That said, I'd recommend never playing a "pay for play" gig with a promoter who's trying to sell you on advancing your band this way. Even if there are people showing up for the show, it's not worth the self-esteem drop to the band to pay to perform. The only reason I'm saying this is that these promoters/club owners prey particularly on nascent heavy metal/thrash bands. So just trying to help.

Edit: just got your last post. I'd also not recommend trying to record your own CD with your own ingenuity and budget recording equipment you bought at Guitar Center or on Craigslist. In legend this worked for the Hip Hop crowd back in the day selling CD's from the trunk of their cars at the gig but I wouldn't count on it today. The music-buying and music-appreciating public is much more "centralized" today. They are more likely to buy your CD online and are going to be listening for professionally produced sound quality in these recordings. That is, unless you want to set up a Justin Beiber-like You-Tube channel and get by on your good looks.

Last edited: Oct 21, 2015
24. Oct 21, 2015

### BiGyElLoWhAt

The material for the album is pretty much done. I feel like we have a good following. We have a few really, really loyal fans, that will drive a couple hours to make our shows, almost without fail. If that doean't say the music's worth an album, I don't know what does.
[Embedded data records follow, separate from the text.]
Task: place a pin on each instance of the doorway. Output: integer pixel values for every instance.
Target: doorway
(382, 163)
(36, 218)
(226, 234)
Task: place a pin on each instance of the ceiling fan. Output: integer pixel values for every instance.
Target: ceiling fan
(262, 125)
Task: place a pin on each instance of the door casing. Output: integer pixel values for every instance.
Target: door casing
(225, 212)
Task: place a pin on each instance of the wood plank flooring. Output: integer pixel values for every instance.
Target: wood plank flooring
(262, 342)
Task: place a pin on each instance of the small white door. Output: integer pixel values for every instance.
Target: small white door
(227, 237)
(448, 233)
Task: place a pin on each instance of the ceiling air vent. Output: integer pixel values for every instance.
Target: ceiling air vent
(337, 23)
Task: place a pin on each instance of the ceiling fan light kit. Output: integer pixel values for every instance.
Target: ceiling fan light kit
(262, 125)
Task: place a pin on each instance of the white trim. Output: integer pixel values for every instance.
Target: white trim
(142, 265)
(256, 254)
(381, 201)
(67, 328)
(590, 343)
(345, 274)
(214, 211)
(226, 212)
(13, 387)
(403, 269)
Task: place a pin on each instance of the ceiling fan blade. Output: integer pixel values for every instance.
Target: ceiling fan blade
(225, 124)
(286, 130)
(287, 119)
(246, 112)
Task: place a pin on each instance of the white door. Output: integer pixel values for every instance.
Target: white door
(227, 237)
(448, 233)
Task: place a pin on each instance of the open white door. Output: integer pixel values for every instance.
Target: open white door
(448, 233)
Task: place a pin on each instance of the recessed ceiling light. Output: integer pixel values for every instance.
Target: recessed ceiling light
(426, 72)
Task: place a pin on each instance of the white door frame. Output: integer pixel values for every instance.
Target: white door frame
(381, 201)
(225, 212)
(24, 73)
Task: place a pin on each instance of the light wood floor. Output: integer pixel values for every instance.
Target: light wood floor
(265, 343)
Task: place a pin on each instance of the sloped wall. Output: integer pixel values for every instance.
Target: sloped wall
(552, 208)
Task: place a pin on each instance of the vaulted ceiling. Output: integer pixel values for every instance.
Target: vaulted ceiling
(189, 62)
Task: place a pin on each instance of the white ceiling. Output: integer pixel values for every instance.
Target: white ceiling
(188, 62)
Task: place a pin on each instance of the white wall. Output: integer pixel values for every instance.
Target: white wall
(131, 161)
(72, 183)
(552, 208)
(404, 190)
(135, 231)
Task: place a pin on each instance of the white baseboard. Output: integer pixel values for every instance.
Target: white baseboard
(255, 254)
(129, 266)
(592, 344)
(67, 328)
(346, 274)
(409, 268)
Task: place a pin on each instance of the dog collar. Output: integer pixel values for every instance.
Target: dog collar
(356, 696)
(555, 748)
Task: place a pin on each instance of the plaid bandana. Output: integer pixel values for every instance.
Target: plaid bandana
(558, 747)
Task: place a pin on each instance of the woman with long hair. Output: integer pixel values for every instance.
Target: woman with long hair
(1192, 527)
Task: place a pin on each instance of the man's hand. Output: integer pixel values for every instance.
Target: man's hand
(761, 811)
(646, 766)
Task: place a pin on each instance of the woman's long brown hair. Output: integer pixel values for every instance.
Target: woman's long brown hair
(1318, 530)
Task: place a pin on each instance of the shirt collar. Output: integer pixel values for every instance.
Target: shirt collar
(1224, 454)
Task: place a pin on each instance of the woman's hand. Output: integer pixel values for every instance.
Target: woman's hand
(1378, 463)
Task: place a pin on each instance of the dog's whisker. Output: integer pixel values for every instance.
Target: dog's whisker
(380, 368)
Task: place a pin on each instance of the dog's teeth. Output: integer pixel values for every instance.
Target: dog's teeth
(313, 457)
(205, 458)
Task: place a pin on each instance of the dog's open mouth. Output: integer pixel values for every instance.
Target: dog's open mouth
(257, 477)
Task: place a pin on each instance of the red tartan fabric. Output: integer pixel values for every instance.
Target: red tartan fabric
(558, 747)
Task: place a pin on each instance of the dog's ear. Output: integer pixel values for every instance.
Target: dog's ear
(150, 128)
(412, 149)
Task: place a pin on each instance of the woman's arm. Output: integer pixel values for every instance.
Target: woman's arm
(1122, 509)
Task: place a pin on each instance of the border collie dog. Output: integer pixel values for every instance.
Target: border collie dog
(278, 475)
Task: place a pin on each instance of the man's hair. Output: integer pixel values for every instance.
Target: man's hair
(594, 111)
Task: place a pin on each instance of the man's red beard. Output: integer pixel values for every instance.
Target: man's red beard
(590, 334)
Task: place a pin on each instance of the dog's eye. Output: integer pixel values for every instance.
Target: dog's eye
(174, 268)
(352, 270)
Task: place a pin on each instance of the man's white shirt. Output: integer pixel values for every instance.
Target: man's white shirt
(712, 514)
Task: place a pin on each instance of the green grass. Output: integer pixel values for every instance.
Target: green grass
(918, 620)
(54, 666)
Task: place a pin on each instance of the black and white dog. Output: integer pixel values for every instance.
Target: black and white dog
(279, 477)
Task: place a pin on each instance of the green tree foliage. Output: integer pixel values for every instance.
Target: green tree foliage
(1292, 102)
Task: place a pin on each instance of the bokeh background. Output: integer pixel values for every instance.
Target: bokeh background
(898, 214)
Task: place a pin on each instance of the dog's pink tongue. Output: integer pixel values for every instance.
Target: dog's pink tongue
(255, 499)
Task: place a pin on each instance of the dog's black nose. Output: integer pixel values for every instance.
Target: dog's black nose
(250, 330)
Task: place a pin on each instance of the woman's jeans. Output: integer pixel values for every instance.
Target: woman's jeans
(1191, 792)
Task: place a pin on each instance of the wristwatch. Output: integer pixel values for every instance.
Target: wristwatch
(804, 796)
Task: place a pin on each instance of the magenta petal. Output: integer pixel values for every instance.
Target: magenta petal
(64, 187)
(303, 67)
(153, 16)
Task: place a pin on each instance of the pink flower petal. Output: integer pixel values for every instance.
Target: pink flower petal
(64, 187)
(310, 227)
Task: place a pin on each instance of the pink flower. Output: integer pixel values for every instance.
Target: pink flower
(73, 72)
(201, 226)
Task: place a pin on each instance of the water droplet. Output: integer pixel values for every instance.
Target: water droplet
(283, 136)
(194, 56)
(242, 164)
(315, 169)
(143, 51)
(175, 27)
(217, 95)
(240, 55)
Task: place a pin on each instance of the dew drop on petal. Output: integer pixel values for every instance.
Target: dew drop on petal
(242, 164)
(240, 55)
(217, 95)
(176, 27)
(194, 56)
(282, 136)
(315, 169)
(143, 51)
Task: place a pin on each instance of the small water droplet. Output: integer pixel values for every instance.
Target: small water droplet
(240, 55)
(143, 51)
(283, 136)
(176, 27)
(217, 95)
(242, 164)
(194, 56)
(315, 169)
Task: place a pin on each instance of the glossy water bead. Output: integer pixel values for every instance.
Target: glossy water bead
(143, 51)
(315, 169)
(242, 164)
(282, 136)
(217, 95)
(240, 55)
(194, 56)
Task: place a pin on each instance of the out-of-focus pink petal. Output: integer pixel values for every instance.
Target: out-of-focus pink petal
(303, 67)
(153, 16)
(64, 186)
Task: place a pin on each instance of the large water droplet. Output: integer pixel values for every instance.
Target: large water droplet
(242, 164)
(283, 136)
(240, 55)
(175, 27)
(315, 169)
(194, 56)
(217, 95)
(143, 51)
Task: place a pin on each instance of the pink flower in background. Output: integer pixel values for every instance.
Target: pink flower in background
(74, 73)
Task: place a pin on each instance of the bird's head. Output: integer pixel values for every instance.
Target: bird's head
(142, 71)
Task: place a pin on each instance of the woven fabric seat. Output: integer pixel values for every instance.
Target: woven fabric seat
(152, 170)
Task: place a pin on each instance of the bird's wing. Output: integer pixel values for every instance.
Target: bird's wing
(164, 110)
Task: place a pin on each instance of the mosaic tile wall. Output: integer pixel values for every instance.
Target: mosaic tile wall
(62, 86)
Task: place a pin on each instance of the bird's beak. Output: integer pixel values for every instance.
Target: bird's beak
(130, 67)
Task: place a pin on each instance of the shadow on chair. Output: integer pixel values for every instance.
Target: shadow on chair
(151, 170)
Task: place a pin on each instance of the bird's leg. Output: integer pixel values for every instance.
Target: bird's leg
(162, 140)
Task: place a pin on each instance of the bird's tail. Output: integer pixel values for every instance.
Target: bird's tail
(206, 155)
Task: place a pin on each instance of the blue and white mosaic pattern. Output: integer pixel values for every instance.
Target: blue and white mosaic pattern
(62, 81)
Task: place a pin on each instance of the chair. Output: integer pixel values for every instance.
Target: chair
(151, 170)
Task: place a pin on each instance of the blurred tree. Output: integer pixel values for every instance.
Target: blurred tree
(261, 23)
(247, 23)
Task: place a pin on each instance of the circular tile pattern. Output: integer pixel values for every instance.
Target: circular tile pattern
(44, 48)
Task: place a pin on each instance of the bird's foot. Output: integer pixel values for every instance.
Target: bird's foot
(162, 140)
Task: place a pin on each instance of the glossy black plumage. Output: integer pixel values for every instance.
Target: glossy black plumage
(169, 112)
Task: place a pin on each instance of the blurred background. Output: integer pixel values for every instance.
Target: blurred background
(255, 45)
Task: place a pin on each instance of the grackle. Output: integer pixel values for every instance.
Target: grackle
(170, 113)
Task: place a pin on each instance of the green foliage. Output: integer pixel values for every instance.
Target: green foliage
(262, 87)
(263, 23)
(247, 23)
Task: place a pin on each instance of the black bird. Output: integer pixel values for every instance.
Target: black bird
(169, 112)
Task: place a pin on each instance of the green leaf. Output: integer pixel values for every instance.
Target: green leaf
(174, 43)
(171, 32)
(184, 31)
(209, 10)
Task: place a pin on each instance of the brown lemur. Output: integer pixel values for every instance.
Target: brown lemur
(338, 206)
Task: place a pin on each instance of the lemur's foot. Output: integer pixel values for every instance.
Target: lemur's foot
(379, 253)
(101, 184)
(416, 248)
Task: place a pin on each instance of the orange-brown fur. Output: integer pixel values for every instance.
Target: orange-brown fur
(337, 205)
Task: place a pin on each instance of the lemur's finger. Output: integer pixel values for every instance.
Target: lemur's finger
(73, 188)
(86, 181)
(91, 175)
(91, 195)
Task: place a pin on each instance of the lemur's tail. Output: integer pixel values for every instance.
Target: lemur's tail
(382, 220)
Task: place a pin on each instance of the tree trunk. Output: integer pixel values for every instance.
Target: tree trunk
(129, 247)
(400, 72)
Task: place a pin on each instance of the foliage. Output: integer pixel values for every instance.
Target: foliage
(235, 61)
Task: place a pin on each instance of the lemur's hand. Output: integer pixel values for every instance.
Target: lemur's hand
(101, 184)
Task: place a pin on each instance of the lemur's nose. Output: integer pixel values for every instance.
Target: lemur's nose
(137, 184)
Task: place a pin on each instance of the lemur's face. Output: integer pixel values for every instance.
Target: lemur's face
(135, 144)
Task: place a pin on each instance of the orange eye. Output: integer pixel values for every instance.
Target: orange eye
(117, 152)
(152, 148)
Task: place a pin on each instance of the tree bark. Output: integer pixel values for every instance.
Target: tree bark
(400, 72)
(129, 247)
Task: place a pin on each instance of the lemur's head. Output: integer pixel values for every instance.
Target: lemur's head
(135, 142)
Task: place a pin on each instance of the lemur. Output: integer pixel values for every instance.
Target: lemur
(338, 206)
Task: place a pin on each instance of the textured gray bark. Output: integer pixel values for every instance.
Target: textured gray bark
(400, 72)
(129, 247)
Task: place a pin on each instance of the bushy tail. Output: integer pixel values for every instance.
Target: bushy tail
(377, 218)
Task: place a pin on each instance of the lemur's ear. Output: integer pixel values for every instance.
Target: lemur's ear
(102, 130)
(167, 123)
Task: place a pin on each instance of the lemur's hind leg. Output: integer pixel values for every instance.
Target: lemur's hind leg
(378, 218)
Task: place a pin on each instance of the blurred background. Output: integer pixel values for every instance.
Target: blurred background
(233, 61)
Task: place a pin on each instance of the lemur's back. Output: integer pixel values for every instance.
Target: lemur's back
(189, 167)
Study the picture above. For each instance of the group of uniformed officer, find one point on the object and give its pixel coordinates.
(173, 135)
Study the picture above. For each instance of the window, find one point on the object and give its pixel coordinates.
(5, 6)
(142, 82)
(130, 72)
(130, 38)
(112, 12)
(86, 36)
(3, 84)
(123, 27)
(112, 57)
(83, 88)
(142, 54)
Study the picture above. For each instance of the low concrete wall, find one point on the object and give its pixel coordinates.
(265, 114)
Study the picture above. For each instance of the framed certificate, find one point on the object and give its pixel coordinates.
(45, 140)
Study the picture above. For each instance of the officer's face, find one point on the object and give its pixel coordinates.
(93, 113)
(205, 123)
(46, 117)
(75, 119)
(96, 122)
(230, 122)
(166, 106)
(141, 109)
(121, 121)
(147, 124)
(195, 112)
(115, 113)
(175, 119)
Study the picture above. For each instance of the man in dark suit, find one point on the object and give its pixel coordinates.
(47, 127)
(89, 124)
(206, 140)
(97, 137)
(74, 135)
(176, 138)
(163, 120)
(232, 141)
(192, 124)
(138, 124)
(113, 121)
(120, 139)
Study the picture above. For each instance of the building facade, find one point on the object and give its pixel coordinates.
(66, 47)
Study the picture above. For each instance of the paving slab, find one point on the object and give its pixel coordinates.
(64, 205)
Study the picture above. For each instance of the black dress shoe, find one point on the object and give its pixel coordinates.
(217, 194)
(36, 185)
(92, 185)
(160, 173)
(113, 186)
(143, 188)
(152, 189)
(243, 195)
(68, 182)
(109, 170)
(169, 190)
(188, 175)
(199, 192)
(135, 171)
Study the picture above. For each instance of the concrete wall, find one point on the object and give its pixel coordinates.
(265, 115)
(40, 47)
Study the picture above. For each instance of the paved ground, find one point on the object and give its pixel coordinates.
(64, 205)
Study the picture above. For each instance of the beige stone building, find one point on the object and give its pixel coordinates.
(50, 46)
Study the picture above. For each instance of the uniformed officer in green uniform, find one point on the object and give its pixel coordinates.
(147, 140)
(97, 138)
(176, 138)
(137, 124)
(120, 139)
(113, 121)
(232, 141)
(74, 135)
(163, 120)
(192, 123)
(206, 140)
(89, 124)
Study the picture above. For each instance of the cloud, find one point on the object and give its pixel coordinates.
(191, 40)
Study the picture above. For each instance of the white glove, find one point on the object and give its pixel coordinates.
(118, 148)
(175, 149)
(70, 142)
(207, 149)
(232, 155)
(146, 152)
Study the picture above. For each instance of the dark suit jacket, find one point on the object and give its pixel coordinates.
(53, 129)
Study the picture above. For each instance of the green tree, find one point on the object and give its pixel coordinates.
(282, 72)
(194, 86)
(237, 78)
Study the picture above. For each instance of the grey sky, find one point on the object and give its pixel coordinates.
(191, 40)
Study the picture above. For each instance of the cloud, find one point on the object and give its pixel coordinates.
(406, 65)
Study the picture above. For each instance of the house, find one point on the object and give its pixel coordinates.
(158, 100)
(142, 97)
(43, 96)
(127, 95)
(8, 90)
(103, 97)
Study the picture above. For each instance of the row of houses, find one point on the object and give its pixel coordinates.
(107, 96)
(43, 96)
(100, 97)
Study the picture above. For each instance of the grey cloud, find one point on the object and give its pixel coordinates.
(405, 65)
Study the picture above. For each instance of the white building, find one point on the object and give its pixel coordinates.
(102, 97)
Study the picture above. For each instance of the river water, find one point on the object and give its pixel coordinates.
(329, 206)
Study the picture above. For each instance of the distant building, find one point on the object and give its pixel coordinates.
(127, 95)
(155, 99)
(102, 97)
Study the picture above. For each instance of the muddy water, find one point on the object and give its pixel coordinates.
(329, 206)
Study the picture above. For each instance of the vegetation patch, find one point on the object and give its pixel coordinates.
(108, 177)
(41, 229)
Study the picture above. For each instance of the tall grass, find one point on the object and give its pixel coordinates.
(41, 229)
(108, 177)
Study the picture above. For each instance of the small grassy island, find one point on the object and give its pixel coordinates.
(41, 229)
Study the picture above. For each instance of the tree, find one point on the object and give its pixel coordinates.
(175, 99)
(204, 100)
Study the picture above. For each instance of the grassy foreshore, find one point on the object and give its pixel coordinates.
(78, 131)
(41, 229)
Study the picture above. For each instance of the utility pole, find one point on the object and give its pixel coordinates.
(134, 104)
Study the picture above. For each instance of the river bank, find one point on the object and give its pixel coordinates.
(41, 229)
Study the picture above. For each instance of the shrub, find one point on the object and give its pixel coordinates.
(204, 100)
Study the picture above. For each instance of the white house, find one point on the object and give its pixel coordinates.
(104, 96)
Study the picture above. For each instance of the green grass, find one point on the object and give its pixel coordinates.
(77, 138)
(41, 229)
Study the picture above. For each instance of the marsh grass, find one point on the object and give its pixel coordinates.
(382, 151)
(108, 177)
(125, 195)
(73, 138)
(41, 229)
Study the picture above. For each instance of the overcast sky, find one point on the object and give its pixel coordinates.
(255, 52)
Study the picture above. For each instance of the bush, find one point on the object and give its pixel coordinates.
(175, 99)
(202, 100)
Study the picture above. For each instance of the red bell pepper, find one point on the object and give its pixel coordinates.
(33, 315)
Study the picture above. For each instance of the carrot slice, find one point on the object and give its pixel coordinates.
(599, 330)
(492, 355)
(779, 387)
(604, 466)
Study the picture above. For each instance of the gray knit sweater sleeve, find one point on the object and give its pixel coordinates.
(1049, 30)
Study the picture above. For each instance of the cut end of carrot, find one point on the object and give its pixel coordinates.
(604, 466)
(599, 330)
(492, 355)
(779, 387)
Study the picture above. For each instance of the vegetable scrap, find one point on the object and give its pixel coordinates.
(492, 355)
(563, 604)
The self production doesn't stem from wanting to use our ingenuity, it comes from the fact that we all realistically see a months worth of hours in tracking and cleanup. We can't afford that at 50/hour. I bout an 8 channel usb interface a while back, and have a few mics. I also have access to a lot of mics and a few "professionals" for consultation. I ran sound a lot throughout highschool and a few years after, and my mentor can help, as well as a family friend who was a professional soundman with his own company. I think with time, it could come out with professional quality, given the resources available.

I most definitely appreciate a perspective on the other side.

P.S. all 4 of our hair is quite possibly enough to carry us through your youtube channel idea ;-)

25. Oct 21, 2015

### DiracPool

Well, that's one way to approach it. However, I'm a big believer in focusing on what you do best, and then letting the professionals do what they do best, instead of trying to be a jack of all trades. But it depends on what you're looking for and looking to accomplish.